Bamford, who stars in the surreal and semi-autobiographical comedy Lady Dynamite on Netflix, also has three unconventional hourlong stand-up specials, including one where she performs for an audience of two: her parents. She also was the first female comic to have two half-hour Comedy Central Presents specials, and she’s known for her voiced characters for Big Mouth, BoJack Horseman, Summer Camp Island, Adventure Time, Talking Tom and Friends, Bob’s Burgers, Legend of Korra, Puss in Boots, CatDog and PBS’s Emmy-winning series, Word Girl. In 2014, she won the American Comedy Award for Best Club Comic, and she was nominated for an Emmy for her guest appearance on the Netflix children’s series Ask the StoryBots. She also created and starred in the cult hit web series The Maria Bamford Show.

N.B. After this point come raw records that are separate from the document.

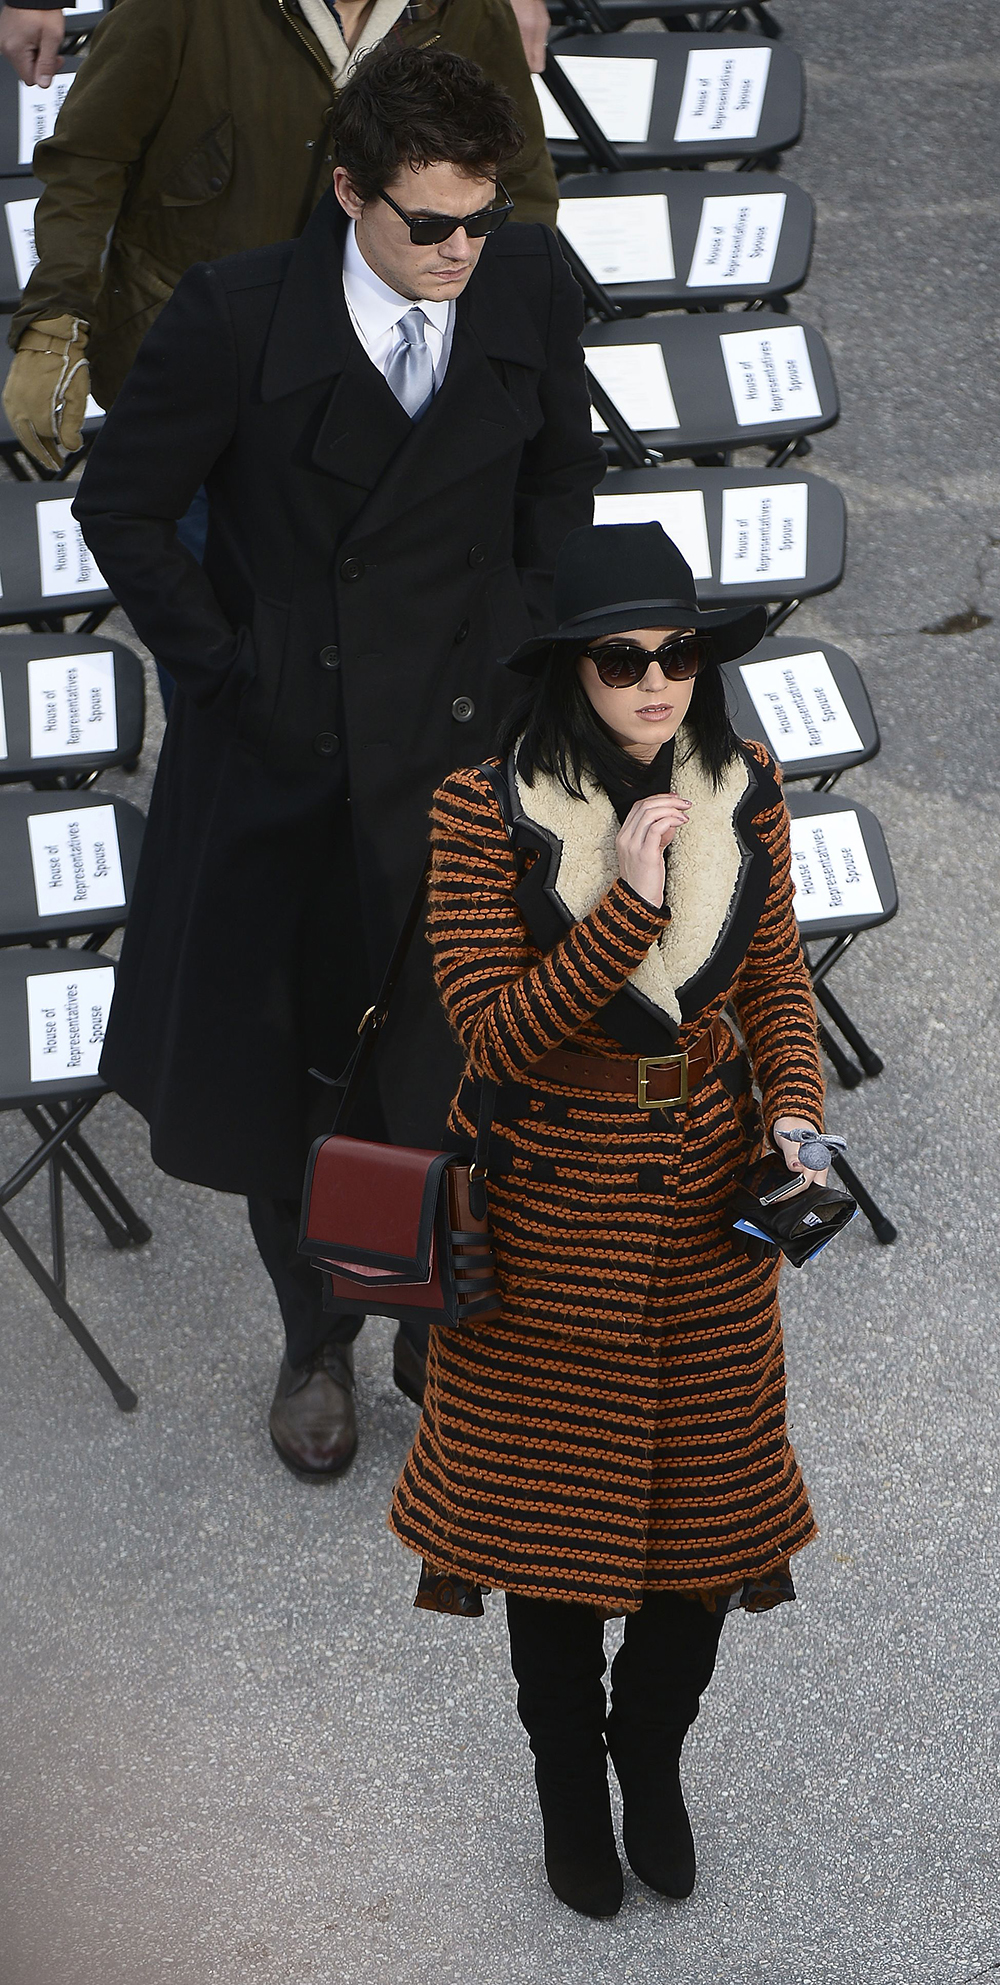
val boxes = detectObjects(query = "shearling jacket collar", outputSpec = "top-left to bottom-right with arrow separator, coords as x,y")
508,730 -> 779,1039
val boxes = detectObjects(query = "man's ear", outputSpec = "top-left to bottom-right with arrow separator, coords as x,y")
333,167 -> 365,221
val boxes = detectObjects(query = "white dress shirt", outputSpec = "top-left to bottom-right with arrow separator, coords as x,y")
342,221 -> 455,398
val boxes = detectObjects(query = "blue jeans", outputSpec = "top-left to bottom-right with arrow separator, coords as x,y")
155,486 -> 209,715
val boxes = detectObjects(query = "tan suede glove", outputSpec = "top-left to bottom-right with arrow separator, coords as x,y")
2,314 -> 91,472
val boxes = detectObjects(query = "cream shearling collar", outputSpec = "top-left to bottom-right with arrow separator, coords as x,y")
513,726 -> 752,1027
296,0 -> 411,84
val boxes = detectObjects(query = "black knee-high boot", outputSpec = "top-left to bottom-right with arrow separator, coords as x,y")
505,1593 -> 624,1918
606,1592 -> 727,1899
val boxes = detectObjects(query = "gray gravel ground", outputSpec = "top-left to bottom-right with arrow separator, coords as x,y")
2,2 -> 999,1980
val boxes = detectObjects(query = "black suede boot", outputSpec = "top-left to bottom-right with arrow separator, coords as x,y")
505,1594 -> 623,1919
606,1591 -> 726,1899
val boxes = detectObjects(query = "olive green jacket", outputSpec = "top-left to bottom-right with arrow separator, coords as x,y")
10,0 -> 559,406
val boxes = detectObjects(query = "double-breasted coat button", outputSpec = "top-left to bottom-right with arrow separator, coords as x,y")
451,696 -> 475,723
453,620 -> 470,644
340,556 -> 364,581
318,644 -> 340,669
313,732 -> 340,756
467,544 -> 486,567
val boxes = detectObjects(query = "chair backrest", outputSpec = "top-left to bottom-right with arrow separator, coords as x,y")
785,791 -> 898,938
0,173 -> 42,309
721,636 -> 879,781
0,482 -> 113,621
538,33 -> 803,166
0,788 -> 145,944
0,58 -> 83,177
593,467 -> 846,605
0,631 -> 144,783
0,945 -> 115,1108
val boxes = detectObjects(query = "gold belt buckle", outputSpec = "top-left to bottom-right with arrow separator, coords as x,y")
637,1051 -> 689,1111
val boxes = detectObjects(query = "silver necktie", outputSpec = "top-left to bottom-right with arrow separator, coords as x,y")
385,306 -> 435,420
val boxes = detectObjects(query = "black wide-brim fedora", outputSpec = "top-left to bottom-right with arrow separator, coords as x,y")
503,522 -> 768,675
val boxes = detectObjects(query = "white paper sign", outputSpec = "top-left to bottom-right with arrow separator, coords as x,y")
26,964 -> 116,1083
551,54 -> 657,142
673,46 -> 771,143
790,811 -> 883,923
18,72 -> 76,162
27,650 -> 118,757
0,677 -> 7,760
739,652 -> 862,760
36,498 -> 108,597
5,196 -> 39,290
84,394 -> 104,421
26,804 -> 126,916
594,488 -> 712,581
558,194 -> 673,285
533,75 -> 574,141
586,343 -> 679,434
687,192 -> 785,288
720,482 -> 808,586
720,324 -> 822,426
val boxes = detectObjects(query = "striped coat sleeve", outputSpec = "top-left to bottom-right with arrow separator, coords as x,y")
427,766 -> 669,1083
731,774 -> 825,1137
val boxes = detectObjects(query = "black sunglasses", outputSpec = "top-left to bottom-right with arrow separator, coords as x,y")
378,183 -> 513,246
583,633 -> 706,687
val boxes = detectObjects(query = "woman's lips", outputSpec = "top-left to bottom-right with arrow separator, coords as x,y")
636,704 -> 673,718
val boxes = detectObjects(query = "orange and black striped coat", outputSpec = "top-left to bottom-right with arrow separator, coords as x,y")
390,732 -> 825,1612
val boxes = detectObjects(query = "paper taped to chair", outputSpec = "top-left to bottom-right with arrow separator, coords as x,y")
586,344 -> 679,434
27,651 -> 118,757
720,325 -> 821,425
27,804 -> 126,916
558,194 -> 673,284
594,488 -> 711,580
687,192 -> 785,288
789,811 -> 883,922
536,56 -> 657,142
18,72 -> 76,162
673,47 -> 771,143
5,197 -> 39,290
739,652 -> 862,759
25,964 -> 116,1083
36,499 -> 108,597
720,482 -> 807,585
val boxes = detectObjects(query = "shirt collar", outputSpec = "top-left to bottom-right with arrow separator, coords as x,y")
342,220 -> 451,341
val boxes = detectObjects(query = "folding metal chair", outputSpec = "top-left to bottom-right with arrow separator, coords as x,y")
549,1 -> 784,33
0,481 -> 114,632
0,173 -> 42,310
557,170 -> 813,315
721,635 -> 879,788
0,787 -> 144,945
584,309 -> 837,465
537,31 -> 803,171
0,58 -> 82,177
62,2 -> 109,45
593,466 -> 846,624
0,631 -> 144,789
0,948 -> 145,1411
0,311 -> 103,479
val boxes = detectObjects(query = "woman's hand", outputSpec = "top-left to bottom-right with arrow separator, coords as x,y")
772,1118 -> 829,1187
615,793 -> 691,908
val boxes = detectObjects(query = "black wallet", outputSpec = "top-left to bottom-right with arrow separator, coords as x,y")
731,1156 -> 857,1267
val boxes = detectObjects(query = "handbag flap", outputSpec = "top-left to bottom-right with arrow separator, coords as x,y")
300,1133 -> 451,1279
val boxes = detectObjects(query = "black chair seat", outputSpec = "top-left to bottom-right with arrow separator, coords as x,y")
0,632 -> 144,784
786,791 -> 897,942
540,32 -> 803,167
0,787 -> 144,944
63,3 -> 108,35
594,466 -> 846,604
585,310 -> 837,460
0,481 -> 114,622
0,59 -> 83,177
558,170 -> 812,313
721,636 -> 879,782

“I have been trying to better myself throughout the quar [sic], but I also worry that if I did something, like stop eating white sugar and flour… would I ever be able to stop talking about it?” she joked. Then, in one of her character voices, she deadpanned, “‘Maria, oh my God, I’ve been clean off sugar and white flour, I mean those are drugs, for 42 days, and it’s like, I have so much more energy… But… what’s been the best thing about it is that I am just so much more conscious in my relationships.’ And yet… you haven’t noticed, I’ve fallen asleep with my eyes wide open. Can we talk about anything else? I’m a 50-year-old white woman. I’ve heard a tale of dietary transformation. Unless it starts… ‘And then, they went up a mountain, and found the Tapatio-infused water that they would drink because it’s gluten-free…’ Then, maybe I’m interested.”
She also joked about her own struggles and attending 12-step programs.
“They’re free, that’s what I love about them. They’re a cult,” she joked. “Number one, free. Number two, free. And three, they can’t kick you out.”
In the Q&A after the session, moderated by Department of Radio/Television/Film Chair Zayd Dohrn and lecturer Eliza Bent, they discussed her creative motivation.
“Some people feel more like entertainment is a service, and they’re more interested in always entertaining the crowd. That is not my opinion,” she said. “I want to entertain myself first. Because I’m the one who has to be there.”
She also talked about the difficulties of balancing her mental health and the pressures to succeed in Hollywood.
“I’ve had different highs and lows,” she said. “About 15 years ago, I got about three seasons of being this crazy Target lady character, which was the dream come true and yet it was also golden handcuffs. I couldn’t say anything about the experience publicly and I ended up having a manic episode as a result of that anxiety. So, the main thing to me is to have my mental health. I’m on meds now, which make it so that I sleep regularly.”
She said she made the conscious decision not to be in the writers’ room of Lady Dynamite, because she had to prioritize her mental health.
“If you’re going to write, direct, and act as the main number one on the call sheet of your own show, you’re only going to get maybe four hours of sleep a night,” she said. “I just want to have a good life and that means having to advocate for one’s self.”
School of Communication Dean E. Patrick Johnson said Bamford brought “much-needed levity in these dark times” and thanked the Van Zelsts for their continued support of the School of Communication.